Weekly Review: Phenomenal Pork Export Demand

US - Weekly review of the US hog industry, written by Glenn Grimes and Ron Plain.
calendar icon 19 July 2008
clock icon 4 minute read

Pork export demand is phenomenal with a gain of 98.2 percent in May from a year earlier. Pork exports in May of 2008 amounted to $43.62 per head slaughtered. This is up from $25.06 per head slaughtered in May of 2007. Pork by-product exports in May amounted to $6.23 per head slaughtered, which compares with $3.57 per head slaughtered in May a year earlier.

The total value of pork and pork variety meat exports in May amounted to $49.85 per hog slaughtered in 2008, up from $28.62 per head a year earlier.

The value of pork exports for January-May for each hog slaughtered in the U.S. was $33.51 --- up from $24.73 per hog slaughtered in 2007 for January-May. Pork variety meat exports for January-May at $4.80 per hog slaughter were up $1.38 per head from 12 months earlier at $3.42 per head. The total pork and pork variety meat exports for each hog slaughtered in the U.S. from January-May was $38.31 this is a 36 percent increase from the $28.51 per hog slaughtered in the first five months of 2007.

In May, pork exports amounted to 26.5 percent of U.S. slaughter or a little more than one out of every four hogs slaughtered. For January-May, 20.6 percent of U.S. pork production was exported.

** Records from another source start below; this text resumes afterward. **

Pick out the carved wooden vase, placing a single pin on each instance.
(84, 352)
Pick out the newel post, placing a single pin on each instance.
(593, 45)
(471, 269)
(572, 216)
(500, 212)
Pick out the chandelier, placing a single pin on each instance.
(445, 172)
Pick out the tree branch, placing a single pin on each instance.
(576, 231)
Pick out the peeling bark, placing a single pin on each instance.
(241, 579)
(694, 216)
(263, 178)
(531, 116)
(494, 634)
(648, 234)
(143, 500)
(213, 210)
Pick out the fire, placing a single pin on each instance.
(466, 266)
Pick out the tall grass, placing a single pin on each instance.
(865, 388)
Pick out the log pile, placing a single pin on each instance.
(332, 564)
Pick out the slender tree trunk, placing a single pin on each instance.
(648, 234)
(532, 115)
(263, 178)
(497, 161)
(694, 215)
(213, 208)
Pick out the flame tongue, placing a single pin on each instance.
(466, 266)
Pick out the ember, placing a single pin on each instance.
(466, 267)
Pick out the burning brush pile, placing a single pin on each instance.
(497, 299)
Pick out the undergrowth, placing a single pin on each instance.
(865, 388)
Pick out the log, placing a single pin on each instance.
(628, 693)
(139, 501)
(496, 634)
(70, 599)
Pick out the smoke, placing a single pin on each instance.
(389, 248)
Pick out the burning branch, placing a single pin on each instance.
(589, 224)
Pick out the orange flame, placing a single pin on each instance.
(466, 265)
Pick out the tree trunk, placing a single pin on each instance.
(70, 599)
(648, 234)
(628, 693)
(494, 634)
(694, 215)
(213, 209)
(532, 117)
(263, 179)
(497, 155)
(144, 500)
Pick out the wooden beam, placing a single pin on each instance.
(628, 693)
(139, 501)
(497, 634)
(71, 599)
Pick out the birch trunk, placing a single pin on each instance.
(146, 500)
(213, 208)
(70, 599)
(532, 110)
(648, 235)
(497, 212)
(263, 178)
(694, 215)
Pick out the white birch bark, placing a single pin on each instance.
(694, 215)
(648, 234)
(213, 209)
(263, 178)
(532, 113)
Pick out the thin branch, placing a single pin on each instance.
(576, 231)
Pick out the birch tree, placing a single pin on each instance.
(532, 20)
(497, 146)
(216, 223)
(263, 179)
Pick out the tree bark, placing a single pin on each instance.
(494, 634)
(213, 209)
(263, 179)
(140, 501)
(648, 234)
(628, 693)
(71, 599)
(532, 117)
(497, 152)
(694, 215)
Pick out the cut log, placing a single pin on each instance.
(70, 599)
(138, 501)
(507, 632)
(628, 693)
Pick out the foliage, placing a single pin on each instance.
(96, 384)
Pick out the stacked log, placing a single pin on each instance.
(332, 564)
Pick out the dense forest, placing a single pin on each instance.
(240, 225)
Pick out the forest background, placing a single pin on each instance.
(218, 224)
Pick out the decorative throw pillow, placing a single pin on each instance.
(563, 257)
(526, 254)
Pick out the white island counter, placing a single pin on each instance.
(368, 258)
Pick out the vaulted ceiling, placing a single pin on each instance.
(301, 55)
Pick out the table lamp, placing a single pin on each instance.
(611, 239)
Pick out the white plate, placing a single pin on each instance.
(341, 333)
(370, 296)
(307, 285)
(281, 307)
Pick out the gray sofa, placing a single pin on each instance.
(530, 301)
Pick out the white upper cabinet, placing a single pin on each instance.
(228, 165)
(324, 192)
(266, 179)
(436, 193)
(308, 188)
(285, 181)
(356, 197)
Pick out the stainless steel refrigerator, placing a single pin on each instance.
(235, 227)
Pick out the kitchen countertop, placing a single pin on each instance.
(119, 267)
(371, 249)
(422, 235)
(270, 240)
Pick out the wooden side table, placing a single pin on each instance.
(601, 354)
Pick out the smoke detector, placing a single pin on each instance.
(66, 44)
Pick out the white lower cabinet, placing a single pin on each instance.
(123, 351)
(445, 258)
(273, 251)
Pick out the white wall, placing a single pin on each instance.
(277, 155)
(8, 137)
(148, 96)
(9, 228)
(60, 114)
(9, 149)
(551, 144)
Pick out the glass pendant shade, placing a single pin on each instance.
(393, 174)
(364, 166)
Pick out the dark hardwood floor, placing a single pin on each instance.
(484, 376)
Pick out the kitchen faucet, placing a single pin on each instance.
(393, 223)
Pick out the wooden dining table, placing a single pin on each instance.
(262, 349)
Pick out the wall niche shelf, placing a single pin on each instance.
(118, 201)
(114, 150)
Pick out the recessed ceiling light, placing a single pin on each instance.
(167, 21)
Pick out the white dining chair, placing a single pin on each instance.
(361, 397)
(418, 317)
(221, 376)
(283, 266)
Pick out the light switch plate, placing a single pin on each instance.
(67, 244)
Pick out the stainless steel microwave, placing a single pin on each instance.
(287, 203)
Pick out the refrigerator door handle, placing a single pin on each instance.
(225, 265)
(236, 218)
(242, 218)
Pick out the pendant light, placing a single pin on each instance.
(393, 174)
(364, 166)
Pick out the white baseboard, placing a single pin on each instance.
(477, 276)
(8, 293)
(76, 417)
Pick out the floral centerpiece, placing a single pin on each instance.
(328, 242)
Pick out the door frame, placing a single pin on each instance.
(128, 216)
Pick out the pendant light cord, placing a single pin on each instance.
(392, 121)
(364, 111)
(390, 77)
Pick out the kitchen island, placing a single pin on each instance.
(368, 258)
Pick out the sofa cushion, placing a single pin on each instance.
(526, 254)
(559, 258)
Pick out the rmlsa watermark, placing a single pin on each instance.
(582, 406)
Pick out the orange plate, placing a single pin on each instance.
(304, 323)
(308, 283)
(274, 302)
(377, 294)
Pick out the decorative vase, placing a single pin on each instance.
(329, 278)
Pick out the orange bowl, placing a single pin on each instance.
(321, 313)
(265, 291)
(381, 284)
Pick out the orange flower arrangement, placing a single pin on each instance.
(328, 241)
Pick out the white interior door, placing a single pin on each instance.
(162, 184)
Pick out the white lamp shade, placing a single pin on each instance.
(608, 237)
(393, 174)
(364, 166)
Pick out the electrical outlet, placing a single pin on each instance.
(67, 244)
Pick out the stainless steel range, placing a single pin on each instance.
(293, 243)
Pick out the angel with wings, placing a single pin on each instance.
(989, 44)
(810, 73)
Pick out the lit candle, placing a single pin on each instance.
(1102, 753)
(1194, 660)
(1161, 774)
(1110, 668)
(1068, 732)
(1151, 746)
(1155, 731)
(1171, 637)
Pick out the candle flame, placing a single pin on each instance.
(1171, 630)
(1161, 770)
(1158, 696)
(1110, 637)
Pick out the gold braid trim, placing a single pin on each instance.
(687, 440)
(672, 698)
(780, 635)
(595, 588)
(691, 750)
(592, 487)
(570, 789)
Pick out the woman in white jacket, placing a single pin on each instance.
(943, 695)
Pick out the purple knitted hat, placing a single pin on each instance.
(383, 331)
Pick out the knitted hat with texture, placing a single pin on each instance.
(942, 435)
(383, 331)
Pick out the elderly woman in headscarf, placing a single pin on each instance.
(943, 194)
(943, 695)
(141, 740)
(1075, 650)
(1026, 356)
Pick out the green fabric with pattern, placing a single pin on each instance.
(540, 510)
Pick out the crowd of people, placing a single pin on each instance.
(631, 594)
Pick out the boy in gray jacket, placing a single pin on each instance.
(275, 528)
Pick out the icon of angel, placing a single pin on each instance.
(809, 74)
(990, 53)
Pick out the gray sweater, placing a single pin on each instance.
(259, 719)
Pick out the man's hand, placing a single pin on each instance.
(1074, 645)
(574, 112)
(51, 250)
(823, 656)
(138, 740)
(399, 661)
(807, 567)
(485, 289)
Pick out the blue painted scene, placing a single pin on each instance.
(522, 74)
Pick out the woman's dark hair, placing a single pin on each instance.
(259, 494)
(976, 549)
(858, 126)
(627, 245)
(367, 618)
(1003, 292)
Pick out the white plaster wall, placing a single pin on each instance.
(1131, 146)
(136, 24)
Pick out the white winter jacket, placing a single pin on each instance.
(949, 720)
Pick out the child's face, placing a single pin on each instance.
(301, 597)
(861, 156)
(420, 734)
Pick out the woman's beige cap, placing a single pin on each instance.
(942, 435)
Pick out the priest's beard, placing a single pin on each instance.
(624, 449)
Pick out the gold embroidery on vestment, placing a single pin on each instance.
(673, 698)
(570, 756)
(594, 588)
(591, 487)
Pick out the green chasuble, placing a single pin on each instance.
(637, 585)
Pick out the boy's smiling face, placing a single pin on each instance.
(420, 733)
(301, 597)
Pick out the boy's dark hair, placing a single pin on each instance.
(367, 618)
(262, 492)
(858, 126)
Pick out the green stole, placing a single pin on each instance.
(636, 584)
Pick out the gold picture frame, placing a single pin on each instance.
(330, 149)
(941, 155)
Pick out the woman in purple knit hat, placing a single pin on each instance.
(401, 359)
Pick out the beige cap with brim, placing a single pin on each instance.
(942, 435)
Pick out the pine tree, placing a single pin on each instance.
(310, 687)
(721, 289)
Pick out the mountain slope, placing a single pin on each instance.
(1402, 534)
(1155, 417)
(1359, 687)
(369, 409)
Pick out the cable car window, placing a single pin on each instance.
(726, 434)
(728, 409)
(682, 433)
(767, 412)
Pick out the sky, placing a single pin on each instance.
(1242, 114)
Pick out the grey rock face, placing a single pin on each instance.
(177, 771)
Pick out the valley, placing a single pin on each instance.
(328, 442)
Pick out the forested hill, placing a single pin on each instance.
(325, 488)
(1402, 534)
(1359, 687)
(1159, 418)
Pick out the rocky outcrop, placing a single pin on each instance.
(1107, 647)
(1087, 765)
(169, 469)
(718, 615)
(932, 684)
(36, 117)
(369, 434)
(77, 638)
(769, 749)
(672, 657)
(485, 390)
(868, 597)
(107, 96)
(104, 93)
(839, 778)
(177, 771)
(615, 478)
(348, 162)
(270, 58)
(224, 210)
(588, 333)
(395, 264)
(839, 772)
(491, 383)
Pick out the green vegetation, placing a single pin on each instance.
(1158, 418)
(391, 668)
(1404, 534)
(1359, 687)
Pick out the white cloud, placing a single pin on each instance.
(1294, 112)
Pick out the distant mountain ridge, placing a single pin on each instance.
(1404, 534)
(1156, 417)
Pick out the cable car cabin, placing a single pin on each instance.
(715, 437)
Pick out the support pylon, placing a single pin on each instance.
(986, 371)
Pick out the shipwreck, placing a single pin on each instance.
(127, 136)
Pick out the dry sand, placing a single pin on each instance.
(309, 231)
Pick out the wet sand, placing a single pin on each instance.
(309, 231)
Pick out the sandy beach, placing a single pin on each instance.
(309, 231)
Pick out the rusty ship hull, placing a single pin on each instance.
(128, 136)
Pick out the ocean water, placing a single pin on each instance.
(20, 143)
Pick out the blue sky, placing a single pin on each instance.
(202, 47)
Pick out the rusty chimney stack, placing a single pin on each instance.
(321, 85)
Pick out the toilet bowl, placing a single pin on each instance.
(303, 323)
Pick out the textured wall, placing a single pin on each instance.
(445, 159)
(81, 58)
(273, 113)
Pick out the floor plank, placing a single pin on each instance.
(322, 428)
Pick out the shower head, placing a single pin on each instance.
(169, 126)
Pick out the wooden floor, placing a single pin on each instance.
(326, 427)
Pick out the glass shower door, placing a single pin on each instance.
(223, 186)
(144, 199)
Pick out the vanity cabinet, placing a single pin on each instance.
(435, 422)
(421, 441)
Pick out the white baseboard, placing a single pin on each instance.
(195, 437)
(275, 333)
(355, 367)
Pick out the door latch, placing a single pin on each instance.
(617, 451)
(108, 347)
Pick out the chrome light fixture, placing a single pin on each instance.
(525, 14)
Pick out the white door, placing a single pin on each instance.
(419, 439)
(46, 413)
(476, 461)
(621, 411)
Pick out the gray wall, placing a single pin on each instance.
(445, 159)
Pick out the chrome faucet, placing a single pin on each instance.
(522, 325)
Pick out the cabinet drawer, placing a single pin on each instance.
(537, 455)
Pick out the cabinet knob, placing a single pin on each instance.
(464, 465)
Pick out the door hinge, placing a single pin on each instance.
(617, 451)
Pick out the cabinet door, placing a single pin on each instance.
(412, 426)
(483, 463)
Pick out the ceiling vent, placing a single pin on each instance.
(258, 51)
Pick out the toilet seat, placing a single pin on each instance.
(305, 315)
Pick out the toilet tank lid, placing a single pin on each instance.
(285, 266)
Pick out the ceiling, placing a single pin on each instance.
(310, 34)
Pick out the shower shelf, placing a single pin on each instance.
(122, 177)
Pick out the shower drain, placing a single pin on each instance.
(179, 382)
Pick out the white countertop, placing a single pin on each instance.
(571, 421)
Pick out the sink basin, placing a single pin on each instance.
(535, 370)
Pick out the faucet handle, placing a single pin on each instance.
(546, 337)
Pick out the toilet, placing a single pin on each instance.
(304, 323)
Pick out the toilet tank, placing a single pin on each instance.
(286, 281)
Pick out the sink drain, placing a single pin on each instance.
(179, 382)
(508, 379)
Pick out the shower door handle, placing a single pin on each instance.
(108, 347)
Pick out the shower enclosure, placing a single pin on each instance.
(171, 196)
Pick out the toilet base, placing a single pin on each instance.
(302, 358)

In carcass weight equivalent, pork exports for January-May were up 61 percent from a year earlier.

For January-May, pork exports to Japan were up 16.2 percent, to Mexico up 19 percent, to Canada up 25 percent, to South Korea up 13.5 percent, to Russia up 145.2 percent, to China and Hong Kong up 401.3 percent, to Taiwan down 5.8 percent, to Australia up 4.4 percent, and to other countries up 107.8 percent from 2007.

Net pork exports as a percent of production for January-May were 16.96 percent. This compared with net pork exports for January-May of 2007 of 9.56 percent of production or a gain of 7.4 percentage points of production.

This is the major reason demand for live hogs in January-May were up 6.8 percent and consumer demand for pork for these five months was down 1.9 percent from 12 months earlier.

The average weight of barrows and gilts in Iowa-Minnesota for the week ending July 12 was up 0.9 pound from a week earlier at 260.5 pounds but down 2.8 pounds from a year earlier. The evidence is strong that hog producers are more current with marketings than a year earlier. Having marketings more current this fall will minimize the potential negative impact of short slaughter capacity relative to supply.

The strong export demand pushed pork cutout higher this week. The cutout Thursday afternoon at $83.07 per cwt of carcass was up $2.21 per cwt from a week earlier.

Loin prices at $99.97 per cwt were up $2.21 per cwt, Boston butts at $85.05 per cwt were down $4.85 per cwt, hams at $85.75 per cwt were up $8.02 per cwt and bellies at $84.53 per cwt were up $1.18 per cwt from seven days earlier.

Top live hog prices this Friday morning were $1.50 to $5.00 per cwt higher compared to last week. The weighted average negotiated carcass prices were $0.24 lower to $5.15 per cwt higher compared to a week earlier.

The top live prices Friday morning for select markets were: Peoria $47.00 per cwt, Zumbrota, Minnesota, $52.00 per cwt, and interior Missouri $51.25 per cwt. The weighted average carcass prices for negotiated hogs by area were: western Cornbelt $76.11 per cwt, eastern Cornbelt $73.65 per cwt, Iowa-Minnesota $76.12 per cwt, and nation $74.46 per cwt.

Slaughter this week under Federal Inspection was estimated at 2145 thousand head, up 9.6 percent from a year earlier.